Entre Ernesto y yo bajamos al muchacho. Tomamos un taxi y esperamos en la entrada del hotel Trébol. Al poco rato apareció Arturo. En mis recuerdos aquella noche en la que no pasó nada y pudo pasar de todo se desdibuja como devorada por un animal gigantesco. A veces veo a lo lejos, por el norte, una gran tormenta eléctrica que avanzaba hacia el centro del DF, pero mi memoria me dice que no hubo ninguna tormenta eléctrica, el alto cielo mexicano bajó un poco, eso sí, por momentos costaba respirar, el aire era seco y hacía daño en la garganta, recuerdo la risa de Ernesto San Epifanio y la risa de Arturito Belano en el interior del taxi, una risa que los devolvía a la realidad o a lo que ellos preferían llamar realidad, y recuerdo el aire de la acera del hotel y del interior del taxi como compuesto de cactus, de toda la inabarcable variedad de cactus de este país, y recuerdo que yo dije cuesta respirar, y: devuélveme mi navaja, y: cuesta hablar, y: adonde vamos, y recuerdo que a cada una de mis palabras Ernesto y Arturo se echaban a reír y que yo también acabé por reírme, tanto o más que ellos, todos nos reíamos, menos el taxista, que en algún momento nos miró como si durante toda la noche no hubiera hecho otra cosa que acarrear gente como nosotros (lo que por otra parte, y tratándose del DF, resultaba perfectamente normal) y el muchacho enfermo, que se quedó dormido con la cabeza apoyada en mi hombro.

Y así fue como entramos y luego salimos del reino del rey de los putos, que estaba enclavado en el desierto de la colonia Guerrero, Ernesto San Epifanio, de veinte o diecinueve años, poeta homosexual nacido en México (y que fue, junto con Ulises Lima, a quien aún no conocíamos, el mejor poeta de su generación), Arturo Belano, de veinte años, poeta heterosexual nacido en Chile, Juan de Dios Montes (también llamado Juan de Dos Montes y Juan Dedos), de dieciocho años, aprendiz de panadero en una panificadora de la colonia Buenavista, parece que bisexual, y yo, Auxilio Lacouture, de edad definitivamente indefinida, lectora y madre nacida en Uruguay o República de los Orientales, y testigo de las reticulaciones de la sequedad.

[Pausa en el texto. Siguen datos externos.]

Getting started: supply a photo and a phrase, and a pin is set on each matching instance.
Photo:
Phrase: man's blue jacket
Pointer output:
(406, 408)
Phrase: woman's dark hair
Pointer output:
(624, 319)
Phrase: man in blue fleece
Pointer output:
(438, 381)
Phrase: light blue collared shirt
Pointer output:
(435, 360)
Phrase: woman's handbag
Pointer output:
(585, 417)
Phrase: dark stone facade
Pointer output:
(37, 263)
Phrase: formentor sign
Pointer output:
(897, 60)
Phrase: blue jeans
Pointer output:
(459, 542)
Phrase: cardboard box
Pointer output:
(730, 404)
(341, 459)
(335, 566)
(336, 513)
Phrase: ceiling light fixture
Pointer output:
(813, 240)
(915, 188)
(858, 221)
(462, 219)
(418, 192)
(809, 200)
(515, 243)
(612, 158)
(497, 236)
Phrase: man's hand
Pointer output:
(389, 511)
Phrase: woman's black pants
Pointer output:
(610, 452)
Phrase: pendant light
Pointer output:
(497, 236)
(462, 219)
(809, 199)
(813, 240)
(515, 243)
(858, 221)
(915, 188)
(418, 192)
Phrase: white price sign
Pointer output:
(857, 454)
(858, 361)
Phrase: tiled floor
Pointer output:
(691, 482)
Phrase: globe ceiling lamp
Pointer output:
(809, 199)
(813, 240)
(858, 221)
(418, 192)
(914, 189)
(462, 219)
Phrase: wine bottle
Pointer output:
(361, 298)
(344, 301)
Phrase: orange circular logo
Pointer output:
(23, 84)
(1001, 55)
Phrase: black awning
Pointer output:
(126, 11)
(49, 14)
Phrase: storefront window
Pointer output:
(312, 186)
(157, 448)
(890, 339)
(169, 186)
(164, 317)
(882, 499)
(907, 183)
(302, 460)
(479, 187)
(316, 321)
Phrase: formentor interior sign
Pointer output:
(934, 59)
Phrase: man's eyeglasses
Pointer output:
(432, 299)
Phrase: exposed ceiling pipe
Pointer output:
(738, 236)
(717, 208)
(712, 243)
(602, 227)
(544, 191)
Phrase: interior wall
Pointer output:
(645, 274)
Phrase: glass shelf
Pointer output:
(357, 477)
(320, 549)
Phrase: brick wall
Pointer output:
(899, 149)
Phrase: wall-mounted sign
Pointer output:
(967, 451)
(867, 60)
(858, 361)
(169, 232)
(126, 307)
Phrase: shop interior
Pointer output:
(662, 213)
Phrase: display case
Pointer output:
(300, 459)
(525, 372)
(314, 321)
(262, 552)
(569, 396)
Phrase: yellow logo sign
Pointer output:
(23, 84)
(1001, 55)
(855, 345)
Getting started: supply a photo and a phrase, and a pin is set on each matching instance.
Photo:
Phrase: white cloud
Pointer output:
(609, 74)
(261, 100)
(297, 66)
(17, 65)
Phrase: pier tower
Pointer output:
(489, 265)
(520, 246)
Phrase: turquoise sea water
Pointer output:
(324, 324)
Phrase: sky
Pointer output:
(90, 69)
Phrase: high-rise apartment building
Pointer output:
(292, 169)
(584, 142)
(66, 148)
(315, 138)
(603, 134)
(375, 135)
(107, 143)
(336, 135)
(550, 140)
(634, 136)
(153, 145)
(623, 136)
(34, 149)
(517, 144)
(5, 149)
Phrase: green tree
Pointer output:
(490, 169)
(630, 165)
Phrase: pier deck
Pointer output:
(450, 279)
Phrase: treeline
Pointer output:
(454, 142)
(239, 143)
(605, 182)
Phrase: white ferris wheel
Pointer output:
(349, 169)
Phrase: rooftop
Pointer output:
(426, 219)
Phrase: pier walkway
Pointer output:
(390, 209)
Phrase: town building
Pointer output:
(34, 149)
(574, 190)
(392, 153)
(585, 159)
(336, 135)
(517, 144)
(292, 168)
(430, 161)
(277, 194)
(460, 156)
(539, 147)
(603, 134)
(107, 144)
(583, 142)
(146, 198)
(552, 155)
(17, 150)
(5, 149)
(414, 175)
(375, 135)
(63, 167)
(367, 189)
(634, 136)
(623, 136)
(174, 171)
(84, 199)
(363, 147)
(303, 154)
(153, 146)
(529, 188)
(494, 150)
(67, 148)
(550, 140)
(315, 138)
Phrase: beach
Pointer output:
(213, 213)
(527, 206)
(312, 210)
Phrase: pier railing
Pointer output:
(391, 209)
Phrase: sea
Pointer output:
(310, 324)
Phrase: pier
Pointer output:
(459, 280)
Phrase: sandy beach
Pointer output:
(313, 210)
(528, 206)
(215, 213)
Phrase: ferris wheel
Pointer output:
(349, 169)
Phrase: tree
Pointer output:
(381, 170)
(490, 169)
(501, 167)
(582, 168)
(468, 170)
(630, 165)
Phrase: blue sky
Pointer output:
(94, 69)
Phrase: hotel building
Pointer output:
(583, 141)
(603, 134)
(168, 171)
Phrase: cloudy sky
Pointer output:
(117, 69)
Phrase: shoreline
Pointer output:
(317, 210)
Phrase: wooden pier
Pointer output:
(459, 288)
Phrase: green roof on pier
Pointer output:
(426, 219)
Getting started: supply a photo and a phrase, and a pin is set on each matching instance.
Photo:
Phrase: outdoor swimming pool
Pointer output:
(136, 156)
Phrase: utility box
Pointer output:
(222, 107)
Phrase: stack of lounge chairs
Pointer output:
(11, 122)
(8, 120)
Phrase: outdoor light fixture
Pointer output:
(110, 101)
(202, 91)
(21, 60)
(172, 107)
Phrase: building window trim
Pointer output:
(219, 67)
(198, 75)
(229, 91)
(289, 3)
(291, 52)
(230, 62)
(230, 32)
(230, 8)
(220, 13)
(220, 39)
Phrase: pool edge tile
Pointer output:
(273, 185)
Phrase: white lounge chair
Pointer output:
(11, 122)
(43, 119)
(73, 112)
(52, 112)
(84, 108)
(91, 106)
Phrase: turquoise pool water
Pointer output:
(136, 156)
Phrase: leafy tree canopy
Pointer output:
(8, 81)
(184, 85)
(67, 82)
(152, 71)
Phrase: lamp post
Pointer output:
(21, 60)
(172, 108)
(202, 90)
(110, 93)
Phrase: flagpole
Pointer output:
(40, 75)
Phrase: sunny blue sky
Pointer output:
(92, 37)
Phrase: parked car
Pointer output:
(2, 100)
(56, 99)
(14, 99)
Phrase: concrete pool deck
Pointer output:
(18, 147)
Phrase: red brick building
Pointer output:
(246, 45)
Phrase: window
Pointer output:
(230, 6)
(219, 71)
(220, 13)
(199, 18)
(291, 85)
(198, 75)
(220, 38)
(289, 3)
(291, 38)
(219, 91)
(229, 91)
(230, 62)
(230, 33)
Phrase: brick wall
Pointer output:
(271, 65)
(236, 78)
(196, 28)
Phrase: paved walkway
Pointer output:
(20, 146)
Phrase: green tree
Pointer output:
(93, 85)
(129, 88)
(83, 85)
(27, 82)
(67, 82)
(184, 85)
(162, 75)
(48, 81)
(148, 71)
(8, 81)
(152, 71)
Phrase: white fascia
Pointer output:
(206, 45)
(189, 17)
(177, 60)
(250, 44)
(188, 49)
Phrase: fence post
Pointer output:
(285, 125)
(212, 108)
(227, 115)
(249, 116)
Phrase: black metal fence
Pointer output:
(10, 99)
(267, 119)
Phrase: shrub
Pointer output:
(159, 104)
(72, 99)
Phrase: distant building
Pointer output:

Y como de Juan de Dos Montes ya no volveré a hablar, al menos puedo decirles que su pesadilla acabó bien.

Durante unos días vivió en la casa de los padres de Arturito y luego estuvo rolando en diferentes cuartos de azotea. Finalmente algunos amigos le buscamos una chamba en una panificadora de la colonia Roma y desapareció, al menos aparentemente, de nuestras vidas. Le gustaba drogarse inhalando cola. Era melancólico y tristón. Era estoico. Una vez me lo encontré de casualidad en el Parque Hundido. Le dije cómo estás Juan de Dios. Requetebién, me contestó. Meses más tarde, en la fiesta que dio Ernesto San Epifanio tras obtener la beca Salvador Novo (y a la que no fue Arturo, porque los poetas se pelean), le dije que aquella noche ya casi olvidada no era a él, como todos pensábamos, a quien iban a matar, sino a Juan de Dios. Sí, me dijo Ernesto, yo también he llegado a esa conclusión. Era Juan de Dios el que iba a morir.

Nuestro secreto designio fue evitar que lo mataran.